Border Disputes: Guyana and Suriname

Guyana’s Foreign Minister Carolyn Rodrigues-Birkett has expressed her concerns about the possible use of force and invasion of Guyana by Suriname. Rodrigues-Birkett said the onus was on the Surinamese government to clarify its position on force. She explained that silence would be taken as an indication that the use of force is still a component of Suriname’s policy towards Guyana, adding that “The use of force would indeed be a breach of international law that will require Guyana to take action to safeguard its sovereignty and territorial integrity.”

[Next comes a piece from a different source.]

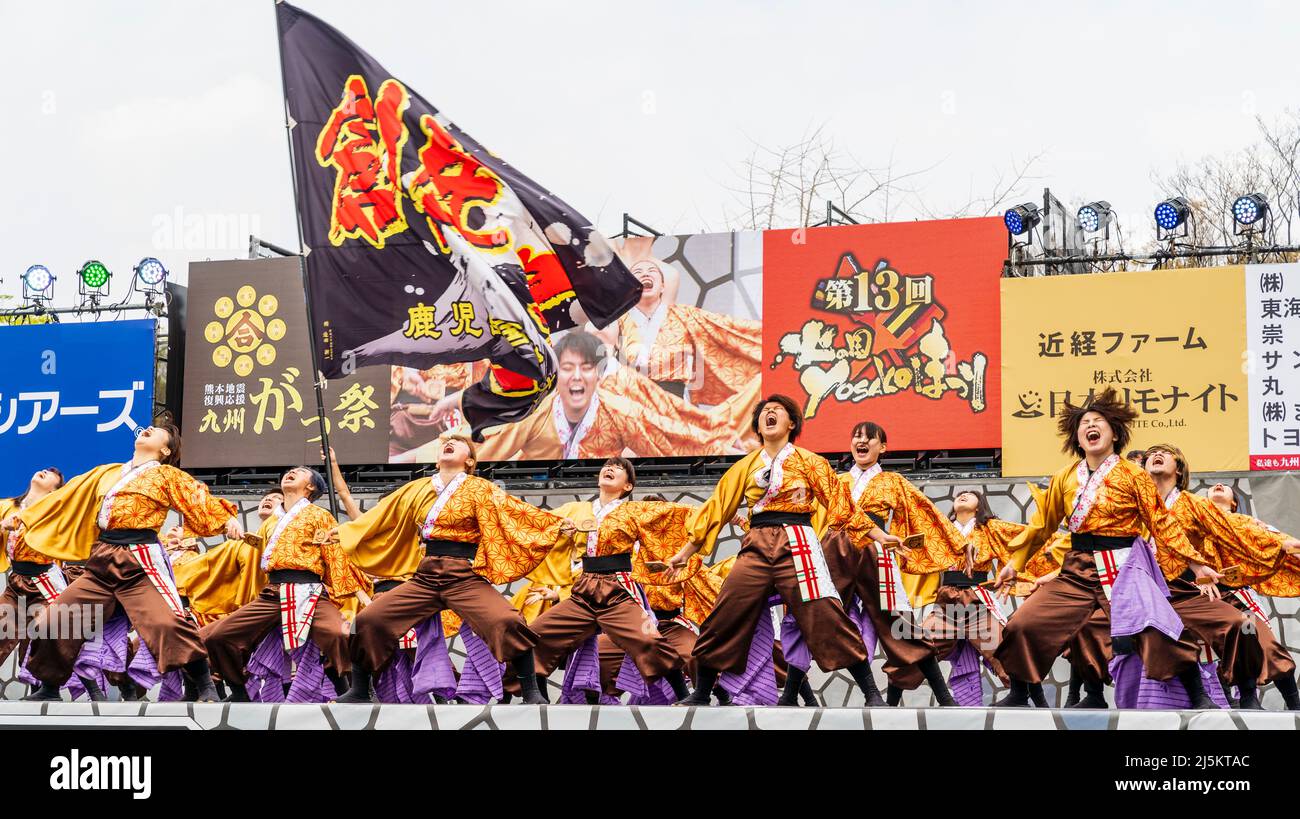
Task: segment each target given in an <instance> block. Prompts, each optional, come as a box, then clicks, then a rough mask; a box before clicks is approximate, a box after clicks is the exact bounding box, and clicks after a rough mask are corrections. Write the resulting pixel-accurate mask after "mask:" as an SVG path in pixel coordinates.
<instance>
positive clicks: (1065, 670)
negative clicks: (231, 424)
mask: <svg viewBox="0 0 1300 819" xmlns="http://www.w3.org/2000/svg"><path fill="white" fill-rule="evenodd" d="M1288 478H1290V476H1284V474H1268V473H1262V474H1261V473H1255V474H1253V476H1247V474H1244V473H1234V474H1209V473H1206V474H1200V476H1196V477H1195V478H1193V481H1192V490H1193V491H1197V493H1203V491H1204V490H1205V489H1206V487H1208V486H1212V485H1213V484H1218V482H1223V484H1229V485H1231V486H1234V487H1235V489H1236V491H1238V495H1239V497H1240V498H1242V499H1243V500H1244V502H1245V506H1247V508H1245V510H1244V511H1247V512H1251V511H1252V510H1251V498H1252V494H1251V484H1252V482H1256V484H1260V482H1266V481H1271V480H1279V481H1281V480H1288ZM1036 482H1037V484H1040V485H1045V484H1047V480H1045V478H1039V480H1036ZM922 486H923V489H924V491H926V494H927V495H928V497H930V498H931V499H933V500H935V503H936V504H937V506H939V508H940V510H941V511H944V512H948V511H949V510H950V508H952V500H953V498H954V497H956V495H957V494H958V493H959V491H961V490H963V489H980V490H983V491H984V493H985V495H987V497H988V499H989V504H991V506H992V508H993V512H995V513H996V515H997V516H998V517H1002V519H1005V520H1014V521H1021V523H1023V521H1027V520H1028V516H1030V513H1032V510H1034V500H1032V498H1031V497H1030V491H1028V489H1027V486H1026V484H1024V481H1010V480H1002V478H997V480H983V481H970V480H967V481H953V480H932V481H926V482H924V484H923V485H922ZM653 491H658V493H660V494H663V495H664V497H666V498H667V499H669V500H676V502H681V503H689V504H699V503H703V502H705V500H706V499H707V498H708V494H710V493H711V491H712V485H695V486H676V487H658V486H656V487H654V490H653ZM519 494H520V497H521V498H523V499H525V500H528V502H529V503H534V504H537V506H542V507H547V508H552V507H556V506H560V504H563V503H567V502H569V500H578V499H586V498H590V497H591V495H590V493H588V491H582V490H546V491H523V493H519ZM637 497H640V493H638V495H637ZM377 500H378V497H376V495H370V497H365V495H361V497H357V502H359V503H360V504H361V507H363V508H369V507H370V506H373V504H374V503H376V502H377ZM1270 506H1271V504H1270ZM239 507H240V511H242V513H243V516H244V526H246V528H250V529H256V526H257V521H256V499H255V498H247V499H240V500H239ZM1274 512H1277V515H1278V516H1271V515H1273V513H1274ZM1257 513H1258V515H1260V516H1261V517H1264V519H1265V520H1270V521H1277V520H1281V519H1282V517H1290V515H1287V513H1284V512H1282V511H1281V510H1258V511H1257ZM738 547H740V537H738V533H737V532H736V530H735V529H733V528H732V526H727V528H725V529H724V537H722V538H720V539H719V547H718V550H716V551H715V552H714V555H712V556H711V560H723V559H725V558H728V556H731V555H733V554H736V551H737V550H738ZM521 584H523V581H519V582H516V584H511V585H510V586H508V588H503V589H502V590H503V591H504V593H507V594H512V593H513V591H515V590H516V589H517V588H519V585H521ZM1261 602H1262V604H1264V607H1265V611H1268V612H1269V615H1270V623H1271V625H1273V629H1274V632H1275V633H1277V634H1278V638H1279V640H1282V642H1283V645H1286V646H1287V649H1288V650H1290V651H1291V653H1292V656H1297V659H1300V621H1297V619H1296V612H1297V610H1300V601H1297V599H1283V598H1261ZM452 658H454V662H456V664H458V666H459V664H460V662H461V660H463V658H464V650H463V646H461V645H460V640H459V638H456V640H455V641H454V643H452ZM883 664H884V656H883V654H880V653H879V650H878V653H876V658H875V663H874V667H875V671H876V681H878V684H879V685H881V688H883V685H884V673H883V672H881V671H880V668H881V666H883ZM944 671H945V673H946V663H944ZM562 676H563V672H556V675H555V676H552V682H555V685H556V686H558V685H559V682H560V680H562ZM14 677H16V666H14V658H12V656H10V658H9V659H8V660H5V663H4V664H3V666H0V693H3V698H8V699H16V698H19V697H22V695H23V694H25V693H26V690H25V689H26V686H25V685H22V684H21V682H17V681H16V679H14ZM1069 679H1070V668H1069V663H1066V662H1065V660H1061V659H1058V660H1057V663H1056V666H1054V667H1053V669H1052V675H1050V677H1049V679H1048V680H1047V681H1045V682H1044V690H1045V693H1047V697H1048V701H1049V702H1052V703H1054V705H1060V703H1061V702H1062V701H1063V699H1065V695H1066V685H1067V682H1069ZM810 680H811V682H813V686H814V688H815V689H816V692H818V695H819V697H820V698H822V702H823V703H824V705H826V706H831V707H835V706H841V707H842V706H861V705H863V699H862V694H861V692H858V689H857V686H855V685H854V684H853V680H852V677H849V675H848V673H845V672H835V673H826V672H823V671H820V669H819V668H818V667H816V666H815V664H814V666H813V672H811V673H810ZM997 689H1000V685H998V682H997V681H996V680H995V679H993V677H991V676H989V675H988V672H987V669H985V673H984V702H991V697H995V695H997V694H996V693H995V692H997ZM1109 692H1110V689H1108V695H1109ZM1261 694H1262V698H1264V705H1265V707H1266V708H1271V710H1281V708H1282V707H1283V706H1282V698H1281V695H1279V694H1278V693H1277V692H1275V690H1273V686H1271V685H1268V686H1265V688H1264V690H1262V692H1261ZM904 705H905V706H915V707H926V706H931V705H933V699H932V697H931V695H930V688H928V686H924V685H922V686H920V688H919V689H917V690H914V692H907V693H906V694H905V695H904Z"/></svg>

Suriname has a historical claim to 6,000 square miles of Guyana. In 1969, the Dutch-speaking nation, then a part of the Netherlands, sent troops into the disputed territory but was repelled. There is also a maritime boundary dispute on the line. The two countries came close to conflict in 2000, when Suriname sent two gunboats to the region and expelled Canadian company CGX Energy, halting its oil exploration there under a Guyanese license. Guyana brought a complaint against Suriname under the UN Convention on the Law of the Sea, but the two member states of the Caribbean Community (Caricom) seemed to have moved closer toward solving their maritime border dispute after a United Nations tribunal ruling. In September 2007, the Law of the Sea tribunal gave both Suriname and Guyana access to an offshore basin believed rich in oil and gas deposits. The governments of the two countries professed themselves satisfied with the ruling but opposition groups in Paramaribo held protests against local authorities for “mishandling” the maritime dispute.

Rodrigues-Birkett’s concern predates that intervention; an invasion plan was hatched in 2000 during the administration of then Suriname President, Jules Wijdenbosch. The Guyanese Foreign Minister told the National Assembly that the current government of President Ronald Venetiaan must publicly eschew the use of force to settle the territorial dispute. Guyana is also facing a claim by Venezuela for five-eighths of Guyanese territory.